How do you clean a power amplifier. Here are some responses from the SynAudCon forum.
Tips from the He(a)rd
I have a question about cleaning a power amplifier. We recently acquired an amp from a private source that has obviously spent most of its life in a bar, as it has a strong smell of cigarettes. We plan to use it as a rental and loan unit, but as most of our clients are churches, we can’t use it smelling as it does. Will it hurt the unit if I let it soak entirely submersed in a tub of hot soapy water for a while and then give it a thorough but gentle scrubbing, followed by a drying out with the heat gun? Any other suggestions for cleaning it? Normally I would just blow it out with compressed air, but the limited amount of dust that is inside is sticking to the surfaces. Thanks.
I’ve never done this with a power amplifier, and I was less than a willing participant (less than a believing participant?) when we used a car wash (yes a car wash) to clean a console that had clearly been through the works. The chief engineer had read something in Broadcast Engineering about this solution, even dug out the issue and let me read it when I questioned his sanity.
I’m a believer now… We did remove all the faders (they weren’t sealed), and we did disassemble it before washing it, but it worked, and looked as good as new when we finished. Amazing I tell you…
Go for it. I would recommend “Purple Power.” It’s a cleaner/degreaser that is a solvent to nicotine and whatever other nightclub sin residue is over your amp. You can buy it at Home Cheapo, etc. I dilute it about 10:1 with water. Put it in a spray bottle, spray down the amp and rinse. You will see a stream of mud come rinsing out of the amp.

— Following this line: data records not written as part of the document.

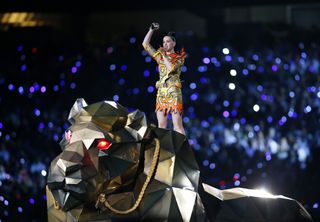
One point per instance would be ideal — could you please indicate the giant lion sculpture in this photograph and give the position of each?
(115, 166)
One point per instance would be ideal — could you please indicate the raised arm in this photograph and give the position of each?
(146, 42)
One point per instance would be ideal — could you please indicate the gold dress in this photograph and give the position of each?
(169, 95)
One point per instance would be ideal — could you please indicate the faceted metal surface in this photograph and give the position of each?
(240, 204)
(84, 171)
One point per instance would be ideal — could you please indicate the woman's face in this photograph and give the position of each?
(168, 44)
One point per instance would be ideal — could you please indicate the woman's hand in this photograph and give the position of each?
(162, 51)
(154, 26)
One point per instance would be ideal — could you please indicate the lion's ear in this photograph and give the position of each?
(76, 108)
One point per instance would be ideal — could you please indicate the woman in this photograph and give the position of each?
(169, 96)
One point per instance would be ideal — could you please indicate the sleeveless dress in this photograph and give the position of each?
(169, 95)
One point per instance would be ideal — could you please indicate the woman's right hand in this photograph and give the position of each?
(154, 26)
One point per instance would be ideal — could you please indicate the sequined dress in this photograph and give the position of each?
(169, 95)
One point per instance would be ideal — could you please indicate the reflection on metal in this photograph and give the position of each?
(240, 204)
(27, 19)
(147, 173)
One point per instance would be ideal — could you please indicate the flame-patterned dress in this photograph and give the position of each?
(169, 95)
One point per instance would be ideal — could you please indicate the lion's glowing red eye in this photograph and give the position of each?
(68, 135)
(103, 144)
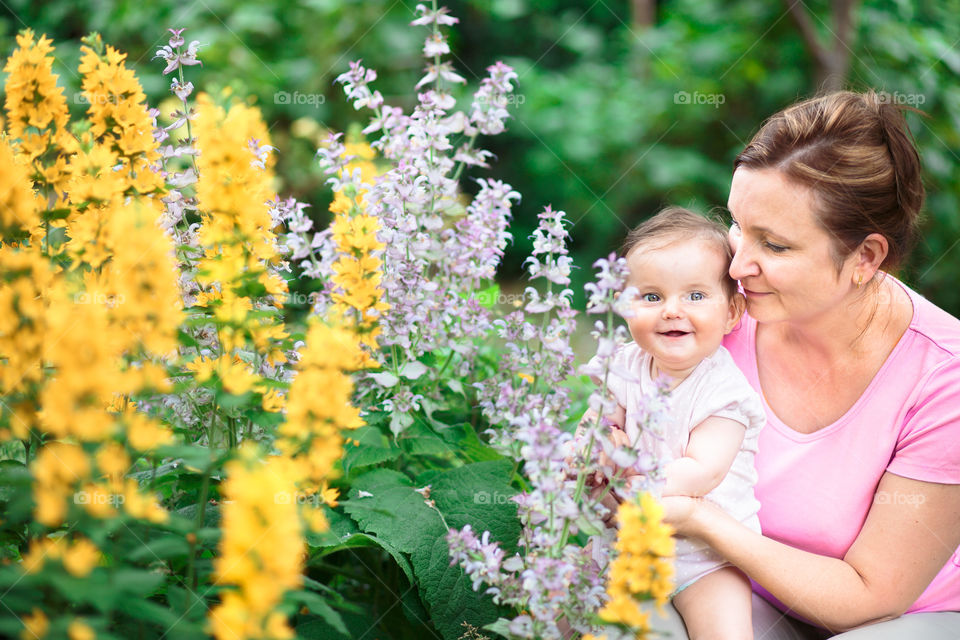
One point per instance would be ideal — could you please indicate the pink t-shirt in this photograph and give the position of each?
(815, 489)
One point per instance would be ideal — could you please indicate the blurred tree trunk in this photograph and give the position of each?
(832, 59)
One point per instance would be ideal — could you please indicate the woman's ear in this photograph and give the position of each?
(738, 303)
(869, 256)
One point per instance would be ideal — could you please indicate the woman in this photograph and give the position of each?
(859, 462)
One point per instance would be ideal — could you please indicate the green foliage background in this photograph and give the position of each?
(599, 132)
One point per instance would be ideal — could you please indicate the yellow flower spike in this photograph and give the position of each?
(261, 551)
(641, 569)
(112, 460)
(79, 630)
(81, 557)
(33, 98)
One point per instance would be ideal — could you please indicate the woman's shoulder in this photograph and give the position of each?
(937, 328)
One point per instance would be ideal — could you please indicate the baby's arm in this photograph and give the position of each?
(713, 445)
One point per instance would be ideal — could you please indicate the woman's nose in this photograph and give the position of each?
(743, 265)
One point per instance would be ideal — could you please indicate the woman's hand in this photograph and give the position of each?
(681, 512)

Get as much water out as you can with an air compressor, especially around inductors, under chips, behind boards, etc. Let it further dry out for a day before you power it up.
I know it sounds kind of barbaric, but the only thing I ever killed with this method was a muffin fan in a light fixture.

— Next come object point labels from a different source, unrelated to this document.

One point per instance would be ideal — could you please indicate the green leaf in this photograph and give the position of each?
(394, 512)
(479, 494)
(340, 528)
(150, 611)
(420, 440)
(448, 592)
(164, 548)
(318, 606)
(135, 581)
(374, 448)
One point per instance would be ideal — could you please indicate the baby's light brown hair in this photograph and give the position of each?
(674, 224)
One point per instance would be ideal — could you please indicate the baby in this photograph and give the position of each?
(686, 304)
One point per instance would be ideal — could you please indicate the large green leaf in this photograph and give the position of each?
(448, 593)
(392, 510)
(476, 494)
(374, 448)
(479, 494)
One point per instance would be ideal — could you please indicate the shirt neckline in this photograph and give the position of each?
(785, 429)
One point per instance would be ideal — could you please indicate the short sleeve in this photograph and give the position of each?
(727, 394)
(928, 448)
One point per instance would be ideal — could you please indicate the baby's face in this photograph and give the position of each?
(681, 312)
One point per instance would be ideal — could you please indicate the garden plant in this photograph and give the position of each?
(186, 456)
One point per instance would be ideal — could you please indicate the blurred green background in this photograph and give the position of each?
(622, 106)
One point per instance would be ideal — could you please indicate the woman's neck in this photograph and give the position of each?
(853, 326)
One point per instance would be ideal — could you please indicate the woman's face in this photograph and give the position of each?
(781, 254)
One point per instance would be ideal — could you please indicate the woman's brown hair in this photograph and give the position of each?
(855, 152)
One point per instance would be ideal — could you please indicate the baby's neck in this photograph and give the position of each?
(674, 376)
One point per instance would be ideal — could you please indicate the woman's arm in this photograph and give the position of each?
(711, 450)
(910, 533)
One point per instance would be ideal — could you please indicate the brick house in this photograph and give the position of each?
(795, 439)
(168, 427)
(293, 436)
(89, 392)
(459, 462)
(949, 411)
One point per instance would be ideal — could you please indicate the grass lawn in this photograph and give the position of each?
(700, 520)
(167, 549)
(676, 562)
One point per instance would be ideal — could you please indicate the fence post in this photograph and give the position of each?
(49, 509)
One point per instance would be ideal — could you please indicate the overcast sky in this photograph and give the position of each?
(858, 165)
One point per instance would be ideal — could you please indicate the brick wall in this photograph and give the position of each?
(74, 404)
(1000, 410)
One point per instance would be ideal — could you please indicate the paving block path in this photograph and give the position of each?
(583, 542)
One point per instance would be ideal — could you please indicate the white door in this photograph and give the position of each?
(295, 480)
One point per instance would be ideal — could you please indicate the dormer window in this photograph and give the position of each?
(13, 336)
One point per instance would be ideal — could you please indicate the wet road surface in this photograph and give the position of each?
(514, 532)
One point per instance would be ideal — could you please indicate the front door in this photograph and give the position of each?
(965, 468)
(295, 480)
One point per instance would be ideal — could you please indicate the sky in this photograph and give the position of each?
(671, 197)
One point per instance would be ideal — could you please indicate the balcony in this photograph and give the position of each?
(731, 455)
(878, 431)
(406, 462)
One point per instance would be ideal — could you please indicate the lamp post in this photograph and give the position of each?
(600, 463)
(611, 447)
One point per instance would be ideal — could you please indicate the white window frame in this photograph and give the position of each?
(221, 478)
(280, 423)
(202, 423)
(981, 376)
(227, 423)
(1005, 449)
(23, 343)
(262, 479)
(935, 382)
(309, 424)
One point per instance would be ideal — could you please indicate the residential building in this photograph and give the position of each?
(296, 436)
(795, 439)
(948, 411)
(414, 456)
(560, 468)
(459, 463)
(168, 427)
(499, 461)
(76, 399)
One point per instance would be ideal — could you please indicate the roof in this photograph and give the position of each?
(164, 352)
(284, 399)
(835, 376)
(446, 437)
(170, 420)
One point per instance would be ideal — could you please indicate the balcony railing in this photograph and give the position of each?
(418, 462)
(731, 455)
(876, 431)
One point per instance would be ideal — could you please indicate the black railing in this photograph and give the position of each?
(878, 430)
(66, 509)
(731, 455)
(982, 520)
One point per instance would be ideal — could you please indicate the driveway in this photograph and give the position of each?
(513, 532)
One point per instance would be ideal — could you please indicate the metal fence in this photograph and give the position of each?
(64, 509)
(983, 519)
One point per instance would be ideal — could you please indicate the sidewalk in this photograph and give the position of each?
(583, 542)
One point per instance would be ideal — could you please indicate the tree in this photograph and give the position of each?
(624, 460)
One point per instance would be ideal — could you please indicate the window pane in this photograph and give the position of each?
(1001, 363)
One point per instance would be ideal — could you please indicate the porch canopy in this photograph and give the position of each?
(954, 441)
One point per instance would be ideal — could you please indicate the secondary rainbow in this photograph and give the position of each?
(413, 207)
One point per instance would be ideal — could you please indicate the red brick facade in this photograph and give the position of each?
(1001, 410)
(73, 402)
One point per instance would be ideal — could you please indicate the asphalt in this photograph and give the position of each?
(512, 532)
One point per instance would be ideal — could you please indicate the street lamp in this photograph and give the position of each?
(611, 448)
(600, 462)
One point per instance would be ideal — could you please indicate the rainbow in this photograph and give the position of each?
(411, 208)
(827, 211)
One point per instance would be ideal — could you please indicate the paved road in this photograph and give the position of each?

My contemporaries gasp when they see me hosing down the guts of a 4500 lumen video projector, but they marvel at the image quality improvement once all the bar muck is cleaned out.
I can remember Fred Fredericks of TOA telling me they would often put cruddy circuit boards in the dishwasher (low heat).
When I was working at Crown in 1971 we had a fire that destroyed the plant. We were able to salvage some of the amplifiers for personnel use and in the plant. We washed the units in soapy water and dried them in an oven at 150 degrees. It is important to get the water out of the transformers. The car wash trick sounds as good as anything and then dry it in a warm place or oven.